IMO, the application process is BS and it encourages embellishment on resumes more than standard jobs do. Still, it is what it is and you have to play their games (without lying).
This week at my internship at a federal agency for the summer I overheard a couple of my bosses going through applications/the application process and it is nothing like this fucktarded points system you describe.
It may very well be different for the honors hiring, but this is exactly how it is for normal federal hiring.
Re: Bullshit advice from CSO or no?
Posted: Sat Jun 30, 2012 2:15 pm
by sundance95
Anonymous User wrote:It may very well be different for the honors hiring, but this is exactly how it is for normal federal hiring.

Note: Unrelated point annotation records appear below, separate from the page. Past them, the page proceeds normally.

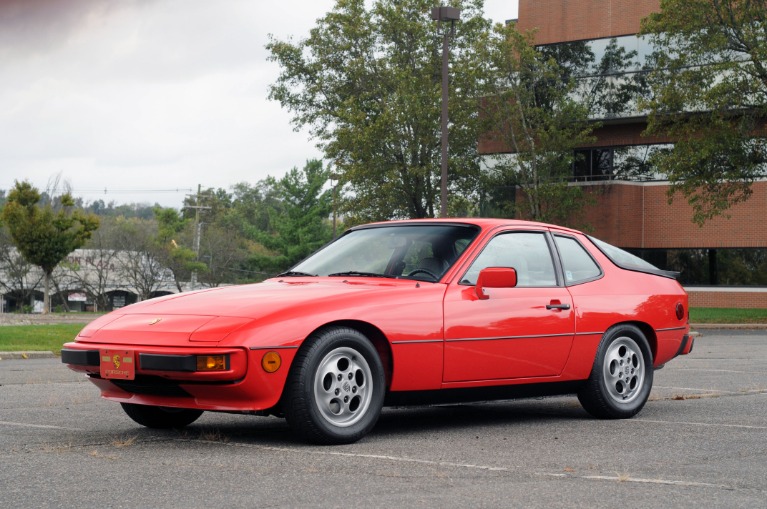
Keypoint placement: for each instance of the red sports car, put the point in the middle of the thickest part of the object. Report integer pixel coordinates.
(419, 311)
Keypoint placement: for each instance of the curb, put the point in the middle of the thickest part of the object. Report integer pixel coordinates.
(27, 355)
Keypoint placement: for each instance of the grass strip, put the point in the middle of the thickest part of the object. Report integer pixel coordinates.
(727, 315)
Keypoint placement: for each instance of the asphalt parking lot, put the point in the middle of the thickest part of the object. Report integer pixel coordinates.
(701, 441)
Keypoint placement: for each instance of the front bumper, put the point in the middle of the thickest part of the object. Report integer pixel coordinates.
(168, 377)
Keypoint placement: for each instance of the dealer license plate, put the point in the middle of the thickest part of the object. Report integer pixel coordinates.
(117, 364)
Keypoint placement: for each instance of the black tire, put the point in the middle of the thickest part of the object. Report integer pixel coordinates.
(161, 417)
(622, 376)
(335, 389)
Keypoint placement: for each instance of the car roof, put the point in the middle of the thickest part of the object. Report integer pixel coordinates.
(483, 222)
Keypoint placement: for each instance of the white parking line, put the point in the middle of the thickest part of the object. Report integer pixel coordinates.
(41, 426)
(695, 389)
(524, 470)
(703, 424)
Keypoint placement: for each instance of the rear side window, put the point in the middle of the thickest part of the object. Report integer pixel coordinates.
(578, 265)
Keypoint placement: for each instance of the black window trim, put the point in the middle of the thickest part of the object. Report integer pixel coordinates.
(553, 253)
(559, 256)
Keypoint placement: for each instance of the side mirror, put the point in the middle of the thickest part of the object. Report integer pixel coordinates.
(495, 277)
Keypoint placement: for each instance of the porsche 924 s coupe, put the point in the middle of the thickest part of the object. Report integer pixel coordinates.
(418, 311)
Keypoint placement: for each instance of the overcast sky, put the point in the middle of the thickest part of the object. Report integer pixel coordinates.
(146, 99)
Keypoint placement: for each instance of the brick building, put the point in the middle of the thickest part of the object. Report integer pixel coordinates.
(719, 258)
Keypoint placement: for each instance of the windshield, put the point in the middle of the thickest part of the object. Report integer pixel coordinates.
(424, 252)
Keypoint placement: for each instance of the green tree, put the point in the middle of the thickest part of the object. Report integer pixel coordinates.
(366, 82)
(45, 235)
(709, 95)
(175, 235)
(531, 110)
(301, 226)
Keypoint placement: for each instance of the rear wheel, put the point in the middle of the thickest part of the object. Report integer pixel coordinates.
(335, 390)
(621, 378)
(161, 417)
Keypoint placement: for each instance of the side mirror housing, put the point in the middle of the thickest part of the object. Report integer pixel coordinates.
(495, 277)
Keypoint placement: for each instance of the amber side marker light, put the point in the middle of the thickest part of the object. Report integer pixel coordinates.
(271, 362)
(211, 363)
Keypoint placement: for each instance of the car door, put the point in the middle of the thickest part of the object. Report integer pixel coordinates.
(520, 332)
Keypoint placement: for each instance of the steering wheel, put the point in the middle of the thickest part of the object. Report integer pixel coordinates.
(425, 271)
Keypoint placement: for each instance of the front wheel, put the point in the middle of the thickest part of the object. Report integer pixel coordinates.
(161, 417)
(335, 390)
(621, 378)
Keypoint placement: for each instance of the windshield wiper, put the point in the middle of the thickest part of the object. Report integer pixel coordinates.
(356, 273)
(295, 273)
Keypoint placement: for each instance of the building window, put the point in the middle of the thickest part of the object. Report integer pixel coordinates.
(632, 163)
(593, 164)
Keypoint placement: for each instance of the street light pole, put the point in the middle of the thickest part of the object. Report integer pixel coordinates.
(443, 14)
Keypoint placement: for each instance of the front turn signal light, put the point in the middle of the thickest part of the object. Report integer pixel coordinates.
(271, 362)
(212, 363)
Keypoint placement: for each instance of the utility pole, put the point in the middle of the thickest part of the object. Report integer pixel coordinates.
(441, 15)
(197, 232)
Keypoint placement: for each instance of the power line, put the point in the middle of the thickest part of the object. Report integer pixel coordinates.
(129, 191)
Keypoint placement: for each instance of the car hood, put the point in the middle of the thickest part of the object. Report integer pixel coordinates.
(210, 315)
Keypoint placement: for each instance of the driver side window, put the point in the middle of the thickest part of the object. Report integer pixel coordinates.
(526, 252)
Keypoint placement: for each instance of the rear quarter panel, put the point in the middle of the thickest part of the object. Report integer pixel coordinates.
(623, 296)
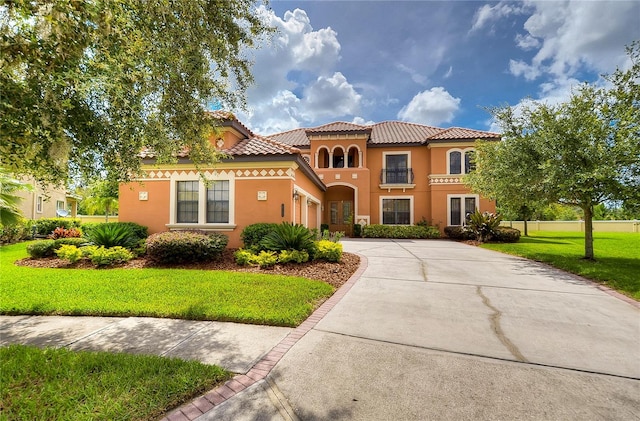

This. Fed Gov atty positions are exempt from the points nonsense.
Also, did I correctly understand that you FOIA'd resumes because you didn't get a fed gov job?
Re: Bullshit advice from CSO or no?
Posted: Sat Jun 30, 2012 2:31 pm
by Anonymous User
sundance95 wrote:Anonymous User wrote:It may very well be different for the honors hiring, but this is exactly how it is for normal federal hiring.
This. Fed Gov atty positions are exempt from the points nonsense.
Also, did I correctly understand that you FOIA'd resumes because you didn't get a fed gov job?
I FOIA'd for info on why I didn't get one specific job and they sent the resume with the name and contact info redacted. The resume wasn't what I asked for, but I was shocked at how horrible the resume was, and even more shocked at how many pages it was. It was full of generic, embellished BS and had very little real substance.
The reason I FOIA'd on that one was that I had been notified that I made the most qualified list, and I was curious what they based their decision on.